Synapses refer to the contact points between neurons where information is passed from one neuron to the next. They usually occur between the axon of one neuron and the dendrites of other neurons. Until now, synapses were never observed between the neuron’s axon and the primary cilium.
Using high-resolution microscopes and innovative tools, scientists at HHMI’s Janelia Research Campus have peer deep into the cell and cilia to observe the synapse. They discovered a new kind of synapse in the tiny hairs on the surface of neurons. This particular synapse represents a way to change what is being transcribed or made in the nucleus, which changes whole programs.
Janelia Senior Group Leader David Clapham, whose team led the new research, said, “The effects in the cell are not just short-term, some can be long-term. It is like a new dock on a cell that gives express access to chromatin changes, which is very important because chromatin changes so many aspects of the cell.”
The Discovery of this new kind of synapse could help scientists better understand how long-term cell changes are communicated. The cilia, which extend from the inside of the cell, close to the nucleus, to the surface, may offer a quicker and more focused method for cells to carry out these long-term alterations.
Cilia- tiny hair-like organelles attached to the cell surface- play an essential role in cell division during development. However, it remains elusive why other cells in our bodies, including neurons, retained this hair-like, bacterium-sized protrusion into maturity.
Due to the fact that these cilia were challenging to see using conventional imaging methods, scientists have generally overlooked them.

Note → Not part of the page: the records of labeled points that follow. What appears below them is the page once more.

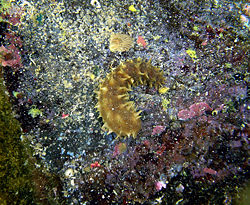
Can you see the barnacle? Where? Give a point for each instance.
(118, 113)
(120, 42)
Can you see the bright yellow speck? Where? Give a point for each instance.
(132, 8)
(163, 90)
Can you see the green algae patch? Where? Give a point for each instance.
(15, 185)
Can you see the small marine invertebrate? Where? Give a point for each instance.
(119, 114)
(120, 42)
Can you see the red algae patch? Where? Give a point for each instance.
(118, 113)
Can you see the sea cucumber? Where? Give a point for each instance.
(118, 113)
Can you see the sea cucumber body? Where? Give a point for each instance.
(118, 113)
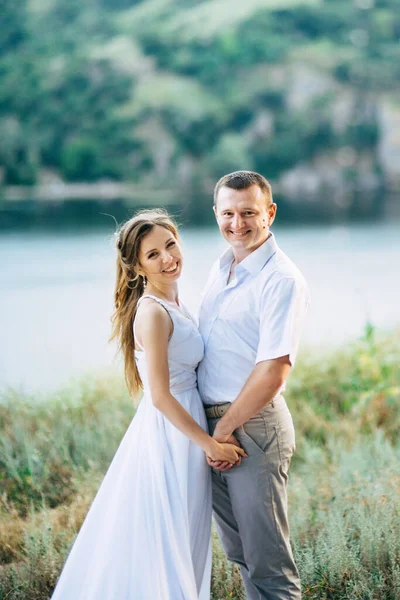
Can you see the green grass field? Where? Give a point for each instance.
(344, 481)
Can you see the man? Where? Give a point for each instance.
(251, 316)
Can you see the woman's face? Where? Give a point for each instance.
(160, 256)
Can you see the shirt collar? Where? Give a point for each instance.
(254, 262)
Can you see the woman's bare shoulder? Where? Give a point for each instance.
(151, 315)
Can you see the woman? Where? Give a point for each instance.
(147, 533)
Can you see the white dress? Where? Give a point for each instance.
(147, 535)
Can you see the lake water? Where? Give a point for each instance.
(56, 293)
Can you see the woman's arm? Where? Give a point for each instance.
(153, 329)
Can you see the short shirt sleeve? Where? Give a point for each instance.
(283, 309)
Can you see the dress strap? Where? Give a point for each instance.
(164, 305)
(156, 298)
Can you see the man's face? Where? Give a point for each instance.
(244, 218)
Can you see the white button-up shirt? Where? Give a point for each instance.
(257, 316)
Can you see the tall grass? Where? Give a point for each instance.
(344, 482)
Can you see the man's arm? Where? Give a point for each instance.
(264, 382)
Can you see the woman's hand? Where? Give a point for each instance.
(225, 452)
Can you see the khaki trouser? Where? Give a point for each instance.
(250, 505)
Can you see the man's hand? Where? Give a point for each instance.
(220, 465)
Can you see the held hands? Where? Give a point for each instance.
(229, 453)
(224, 436)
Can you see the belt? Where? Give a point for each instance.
(215, 411)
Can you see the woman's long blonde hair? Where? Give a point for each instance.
(129, 285)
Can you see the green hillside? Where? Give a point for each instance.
(177, 92)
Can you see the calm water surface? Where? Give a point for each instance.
(56, 293)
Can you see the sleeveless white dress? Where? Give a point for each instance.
(147, 535)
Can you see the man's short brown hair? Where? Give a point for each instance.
(242, 180)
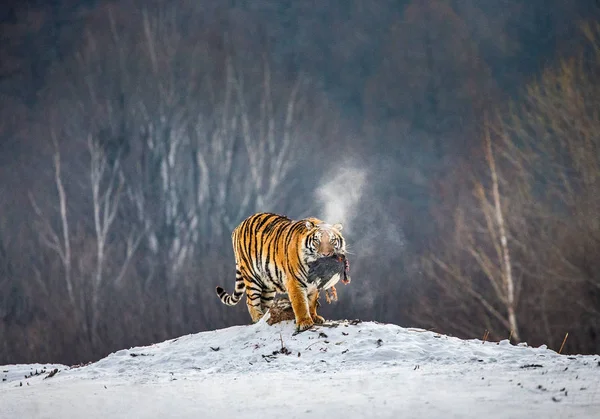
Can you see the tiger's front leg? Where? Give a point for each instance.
(312, 308)
(299, 300)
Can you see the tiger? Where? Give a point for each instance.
(272, 254)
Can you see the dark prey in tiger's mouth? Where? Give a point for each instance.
(322, 272)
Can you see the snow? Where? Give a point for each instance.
(341, 370)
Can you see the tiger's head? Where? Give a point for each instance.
(324, 239)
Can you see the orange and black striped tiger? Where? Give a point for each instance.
(272, 254)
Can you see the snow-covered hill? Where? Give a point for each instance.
(343, 370)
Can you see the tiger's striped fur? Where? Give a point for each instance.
(272, 253)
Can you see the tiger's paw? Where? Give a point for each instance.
(303, 325)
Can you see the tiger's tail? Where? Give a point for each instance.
(232, 300)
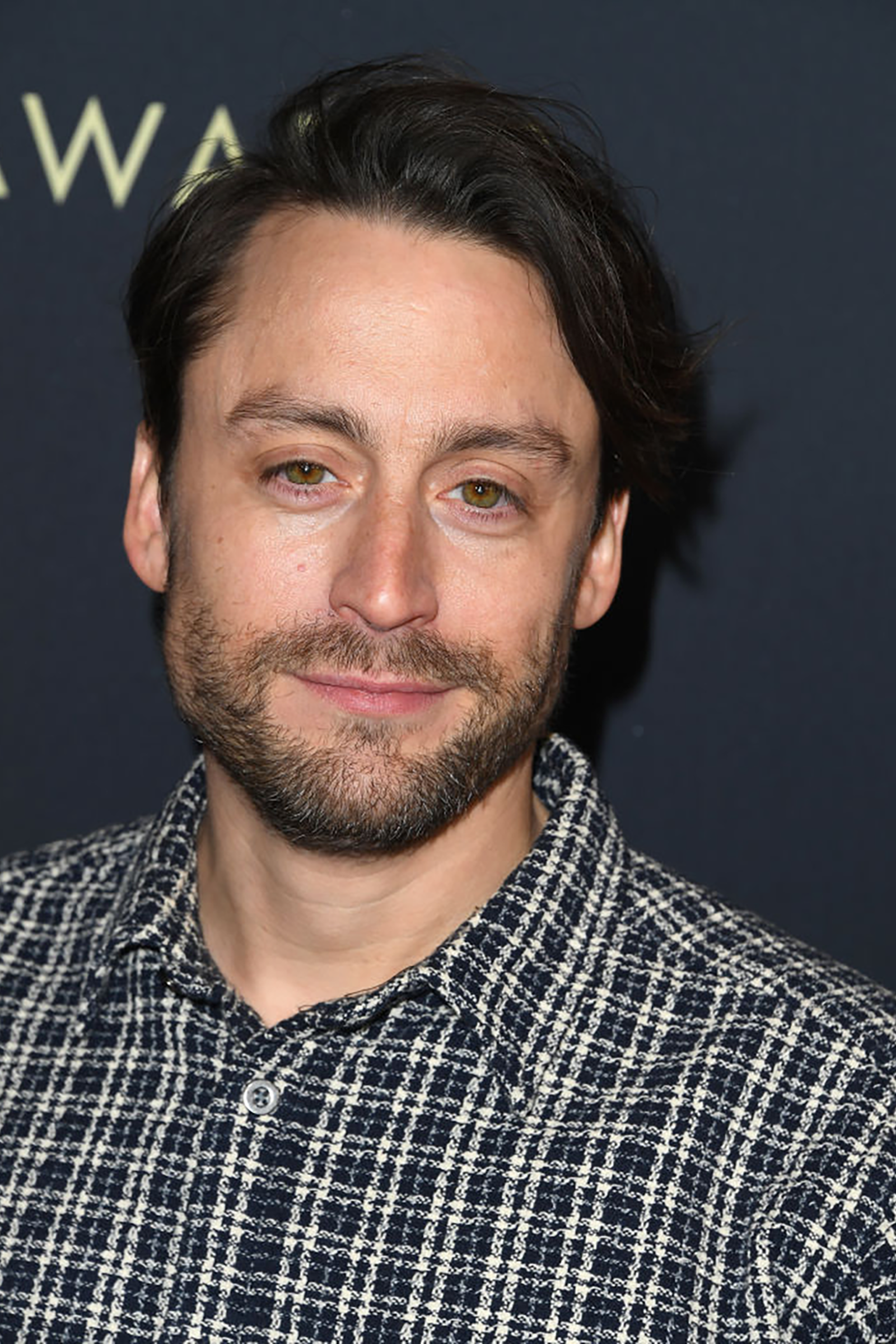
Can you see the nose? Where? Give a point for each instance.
(386, 578)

However, more recent advancements in imaging technology have generated interest in these tiny appendages.
Using focused ion beam-scanning electron microscopy, or FIB-SEM, scientists take a look at the cilia. They observed a connection, or synapse, between the neuron’s axon and the cilium protruding outside the cell body. The team refers to these connections as “axon-cilium” or “axo-ciliary” synapses because of their structural similarities to those of known synapses.

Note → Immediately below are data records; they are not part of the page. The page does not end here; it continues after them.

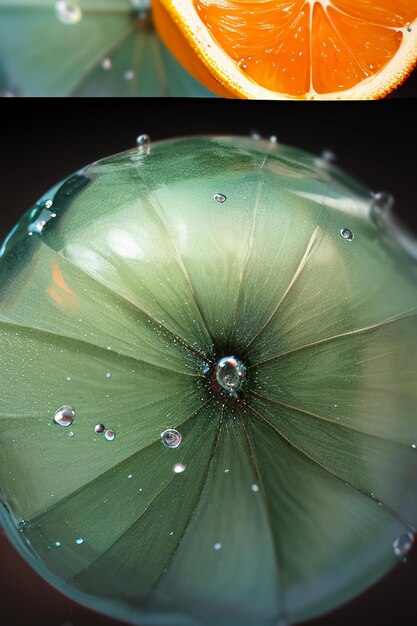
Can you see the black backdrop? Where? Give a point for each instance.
(42, 141)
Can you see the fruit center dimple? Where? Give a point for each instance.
(230, 374)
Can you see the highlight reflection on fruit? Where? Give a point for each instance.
(208, 391)
(293, 49)
(86, 48)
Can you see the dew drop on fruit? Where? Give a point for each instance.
(347, 234)
(403, 544)
(110, 434)
(65, 416)
(171, 438)
(230, 373)
(68, 12)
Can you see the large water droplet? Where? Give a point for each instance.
(68, 12)
(171, 438)
(403, 544)
(230, 373)
(65, 416)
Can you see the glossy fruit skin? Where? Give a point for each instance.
(112, 50)
(119, 293)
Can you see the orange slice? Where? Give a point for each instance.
(293, 49)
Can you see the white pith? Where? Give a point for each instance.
(228, 73)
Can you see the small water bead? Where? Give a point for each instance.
(106, 64)
(143, 143)
(65, 416)
(110, 434)
(347, 234)
(42, 218)
(328, 156)
(68, 12)
(403, 544)
(230, 373)
(171, 438)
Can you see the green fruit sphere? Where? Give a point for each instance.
(87, 48)
(208, 350)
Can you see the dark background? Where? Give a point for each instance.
(43, 141)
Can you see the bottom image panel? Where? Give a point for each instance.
(208, 347)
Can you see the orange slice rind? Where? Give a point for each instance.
(293, 49)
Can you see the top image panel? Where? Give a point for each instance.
(257, 49)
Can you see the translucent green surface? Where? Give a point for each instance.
(119, 292)
(86, 48)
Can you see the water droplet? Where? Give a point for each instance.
(328, 156)
(220, 197)
(347, 234)
(68, 12)
(230, 373)
(64, 416)
(43, 216)
(110, 434)
(171, 438)
(106, 64)
(403, 544)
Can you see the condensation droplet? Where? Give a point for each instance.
(230, 373)
(328, 156)
(403, 544)
(347, 234)
(65, 416)
(106, 64)
(110, 434)
(68, 12)
(171, 438)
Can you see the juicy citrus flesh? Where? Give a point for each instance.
(299, 47)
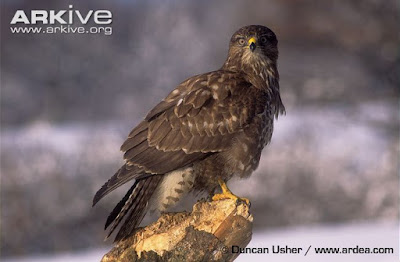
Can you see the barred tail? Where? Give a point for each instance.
(134, 203)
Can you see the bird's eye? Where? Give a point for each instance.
(241, 41)
(263, 39)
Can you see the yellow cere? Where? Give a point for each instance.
(252, 40)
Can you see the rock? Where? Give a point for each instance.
(206, 234)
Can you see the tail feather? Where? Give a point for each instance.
(118, 208)
(135, 201)
(123, 175)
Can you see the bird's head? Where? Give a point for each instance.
(251, 46)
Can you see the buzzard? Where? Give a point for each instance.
(210, 128)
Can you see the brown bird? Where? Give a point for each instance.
(210, 128)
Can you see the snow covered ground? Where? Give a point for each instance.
(324, 165)
(368, 235)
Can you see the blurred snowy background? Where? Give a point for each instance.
(68, 102)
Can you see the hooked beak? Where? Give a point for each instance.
(252, 44)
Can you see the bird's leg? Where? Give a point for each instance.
(227, 194)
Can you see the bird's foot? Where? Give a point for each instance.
(227, 194)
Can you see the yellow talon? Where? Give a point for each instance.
(227, 194)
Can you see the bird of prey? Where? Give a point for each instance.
(210, 128)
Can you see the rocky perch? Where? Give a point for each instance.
(205, 234)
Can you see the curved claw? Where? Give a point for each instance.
(227, 194)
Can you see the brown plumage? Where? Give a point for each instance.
(209, 128)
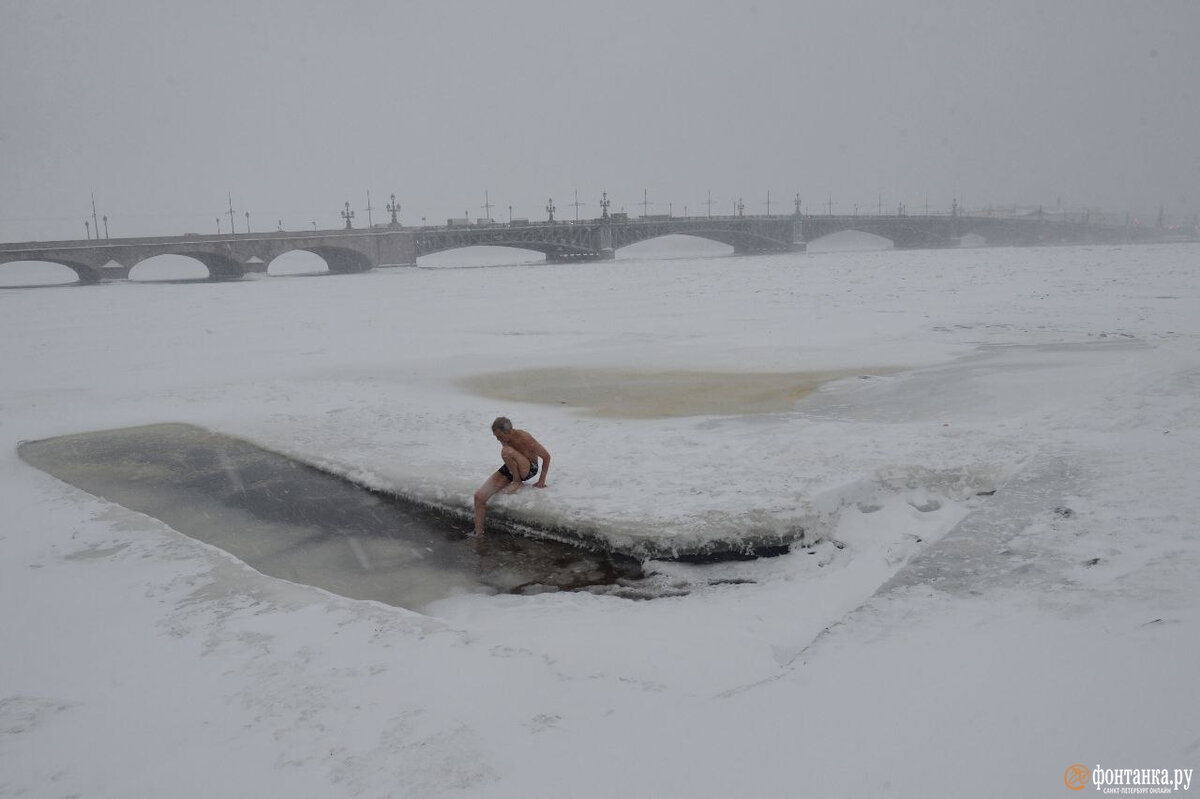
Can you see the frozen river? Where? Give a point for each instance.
(994, 466)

Later, scientists developed new biosensors and chemical tools to determine the Function of this new synapse. They used fluorescence lifetime imaging (FLIM) to better measurements of biochemical events inside the cilia.
Shu-Hsien Sheu, a senior scientist at Janelia and the first author of the new study, said, “I learned FLIM during the pandemic to address some of the technical challenges. It turned out to be a game changer.”
Using these tools, scientists showed stepwise- how the neurotransmitter serotonin is released from the axon onto receptors on the cilia. This triggers a signaling cascade that opens the chromatin structure and allows changes to genomic material in the cell’s nucleus.
Sheu said, “Function is what makes static structures come alive. Once confident about the structural finding, we looked deeply into its functional properties.”
Sheu says, “HHMI’s curiosity-driven research philosophy enabled the Discovery, which may not have been possible in a traditional research setting. This is a good example of how we can make observations into discoveries.”
Scientists noted, “Because the signals passed across the ciliary synapse enable changes to genomic material in the nucleus, they are likely responsible for longer-term changes in neurons than signals passed from axons to dendrites. These changes could last from hours to days to years, depending on the chromatin encodes proteins.”
Scientists mainly observed receptors for serotonin. There are at least seven to 10 other receptors on cilia for different neurotransmitters that will now need to be examined. Cilia on other cells beyond the brain, like the liver and kidney, also deserve a closer look.
A better understanding of the role of these ciliary synapses and receptors could help scientists develop more selective medications. Drugs that target serotonin transporters are used to treat depression, while serotonin is also linked to our sleep-wake cycle.